Xilinx-developed custom tool``dmaperf`` is used to collect the performance metrics for unidirectional and bidirectional traffic.

The QDMA Linux kernel reference driver is a PCIe device driver, it manages the QDMA queues in the HW. The driver creates a character device for each queue pair configured.

Standard IO tools such as fio can be used for performing IO operations using the char device interface.

However, most of the tools are limited to sending / receiving 1 packet at a time and wait for the processing of the packet to complete, so they are not able to keep the driver/ HW busy enough for performance measurement. Although fio also supports asynchronous interfaces, it does not continuously submit IO requests while polling for the completion in parallel.

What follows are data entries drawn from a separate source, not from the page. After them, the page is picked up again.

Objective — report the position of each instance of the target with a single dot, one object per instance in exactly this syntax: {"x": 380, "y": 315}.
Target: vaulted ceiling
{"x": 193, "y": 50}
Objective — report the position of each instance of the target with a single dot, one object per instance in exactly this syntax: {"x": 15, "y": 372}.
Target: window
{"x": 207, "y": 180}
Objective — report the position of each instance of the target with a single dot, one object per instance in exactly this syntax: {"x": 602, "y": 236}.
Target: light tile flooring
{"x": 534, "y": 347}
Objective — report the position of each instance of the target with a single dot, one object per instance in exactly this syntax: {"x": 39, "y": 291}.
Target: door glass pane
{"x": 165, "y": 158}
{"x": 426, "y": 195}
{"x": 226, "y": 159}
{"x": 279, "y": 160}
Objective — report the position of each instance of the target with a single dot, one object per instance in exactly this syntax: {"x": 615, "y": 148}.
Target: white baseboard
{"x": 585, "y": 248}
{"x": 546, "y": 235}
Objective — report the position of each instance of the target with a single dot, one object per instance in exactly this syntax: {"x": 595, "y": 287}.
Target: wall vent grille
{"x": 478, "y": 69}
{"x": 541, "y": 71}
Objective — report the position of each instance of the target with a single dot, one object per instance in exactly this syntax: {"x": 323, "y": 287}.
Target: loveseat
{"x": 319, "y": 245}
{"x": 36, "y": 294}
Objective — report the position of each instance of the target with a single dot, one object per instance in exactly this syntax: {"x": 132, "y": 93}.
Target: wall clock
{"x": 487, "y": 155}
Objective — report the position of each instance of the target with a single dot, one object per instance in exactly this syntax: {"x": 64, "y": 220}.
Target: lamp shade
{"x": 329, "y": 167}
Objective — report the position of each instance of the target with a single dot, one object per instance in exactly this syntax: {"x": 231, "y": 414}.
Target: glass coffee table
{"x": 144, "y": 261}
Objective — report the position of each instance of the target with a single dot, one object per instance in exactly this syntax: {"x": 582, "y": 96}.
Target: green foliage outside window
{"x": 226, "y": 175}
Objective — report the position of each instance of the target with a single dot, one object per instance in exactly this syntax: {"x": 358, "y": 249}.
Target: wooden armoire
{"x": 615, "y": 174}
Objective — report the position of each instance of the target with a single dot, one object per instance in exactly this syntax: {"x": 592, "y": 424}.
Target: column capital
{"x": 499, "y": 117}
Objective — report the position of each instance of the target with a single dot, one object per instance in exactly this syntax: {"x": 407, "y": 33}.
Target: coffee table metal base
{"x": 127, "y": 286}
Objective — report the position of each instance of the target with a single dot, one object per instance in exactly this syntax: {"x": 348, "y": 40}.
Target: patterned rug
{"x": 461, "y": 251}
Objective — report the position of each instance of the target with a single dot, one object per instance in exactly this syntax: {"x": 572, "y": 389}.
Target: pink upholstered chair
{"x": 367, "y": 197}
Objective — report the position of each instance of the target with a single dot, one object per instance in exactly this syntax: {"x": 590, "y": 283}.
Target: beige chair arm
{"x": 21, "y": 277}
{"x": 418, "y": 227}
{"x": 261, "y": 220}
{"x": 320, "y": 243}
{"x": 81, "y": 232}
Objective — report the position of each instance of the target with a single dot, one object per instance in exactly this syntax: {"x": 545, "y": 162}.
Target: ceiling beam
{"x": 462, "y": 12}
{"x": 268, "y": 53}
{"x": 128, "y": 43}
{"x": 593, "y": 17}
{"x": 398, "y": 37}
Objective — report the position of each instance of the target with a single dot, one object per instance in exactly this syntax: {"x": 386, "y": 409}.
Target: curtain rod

To overcome this limitation, Xilinx developed dmaperf tool. It leverages the asynchronous functionality provided by libaio library. Using libaio, an application can submit IO request to the driver and the driver returns the control to the caller immediately (i.e., non-blocking). The completion notification is sent separately, so the application can then poll for the completion and free the buffer upon receiving the completion.

usage: dmaperf [OPTIONS]

  -c (--config) config file that has configuration for IO

dmaperf tool takes a configuration file as input. The configuration file format is as below.

name=mm_1_1
mode=mm #mode
dir=bi #dir
pf_range=0:0 #no spaces
q_range=0:0 #no spaces
flags= #no spaces
wb_acc=5
tmr_idx=9
cntr_idx=0
trig_mode=cntr_tmr
rngidx=9
ram_width=15 #31 bits - 2^31 = 2GB
runtime=30 #secs
num_threads=8
bidir_en=1
num_pkt=64
pkt_sz=64

Parameters

  • name : name of the configuration
  • mode : mode of the queue, streaming(st) or memory mapped(mm). Mode defaults to mm.
  • dir : Direction of the queue, host-to-card(h2c), card-to-host (c2h) or both (bi).
  • pf_range : Range of the PFs from 0-3 on which the performance metrics to be collected.
  • q_range : Range of the Queues from 0-2047 on which the performance metrics to be collected.
  • flags : queue flags
  • wb_acc : write back accumulation index from CSR register
  • tmr_idx : timer index from CSR register
  • cntr_idx : Counter index from CSR register
  • trig_mode : trigger mode
  • rngidx : Ring index from CSR register
  • runtime : Duration of the performance runs, time in seconds.
  • num_threads : number of threads to be used in dmaperf application to pump the traffic to queues
  • bidir_en : Enable the bi-direction or not
  • num_pkt : number of packets
  • pkt_sz : Packet size